SCC Case Information
Les éditions Écosociété Inc., et al. v. Banro Corporation
(Ontario) (Civil) (By Leave)
Case summaries are prepared by the Office of the Registrar of the Supreme Court of Canada (Law Branch) for information purposes only.
Private international law - Courts - Jurisdiction - Choice of forum - Jurisdiction simpliciter - Forum conveniens - Real and substantial connection test - Torts - Libel and slander - Foreign defendants moving to stay action for want of jurisdiction or on grounds of forum non conveniens - Whether there are particular concerns raised by multi-jurisdictional defamation claims in applying any test for judicial jurisdiction – Whether jurisdiction was properly assumed by the courts below in this case – Whether there are particular concerns raised in multi-jurisdictional defamation cases in applying the test for forum non conveniens – Whether the courts below erred in concluding that Québec was not a clearly more appropriate forum.
The underlying action by the respondent arises out of the publication of allegedly defamatory statements in a book published, written, researched and edited by the appellants. The respondent is an Ontario corporation with its headquarters in Toronto. The appellants are Quebec residents. The book was published in Quebec, and was subsequently released to bookstores in Quebec, Ontario and elsewhere in Canada. The book is also available for purchase on the web and is referenced on many websites and in newspaper articles available and accessible in Ontario.
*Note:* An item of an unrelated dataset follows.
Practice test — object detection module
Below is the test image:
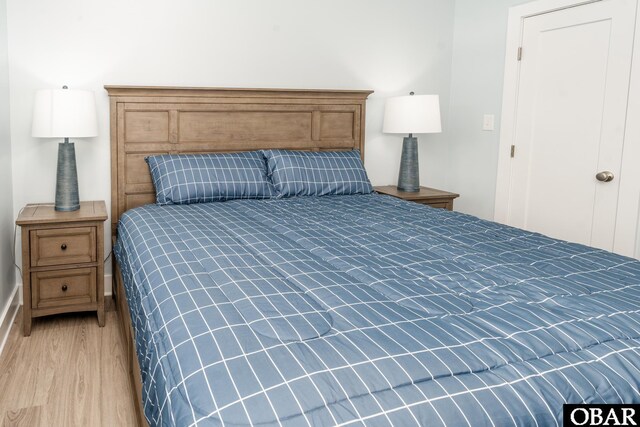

The respondent brought an action against the appellants, seeking damages for libel as well as punitive damages, aggravated damages and an injunction restraining further dissemination of the book. The appellants brought a motion to stay the action on the basis that there was no real and substantial connection between the subject matter of the action and Ontario, and that Ontario was not the convenient forum for trial of the action. The Ontario Superior Court of Justice dismissed the appellants’ motion to stay the action. The motion judge found that a fair weighing of the applicable factors clearly favoured assumed jurisdiction and that the applicable factors also favoured Ontario on the issue of convenient forum. The Court of Appeal for Ontario dismissed the appeal.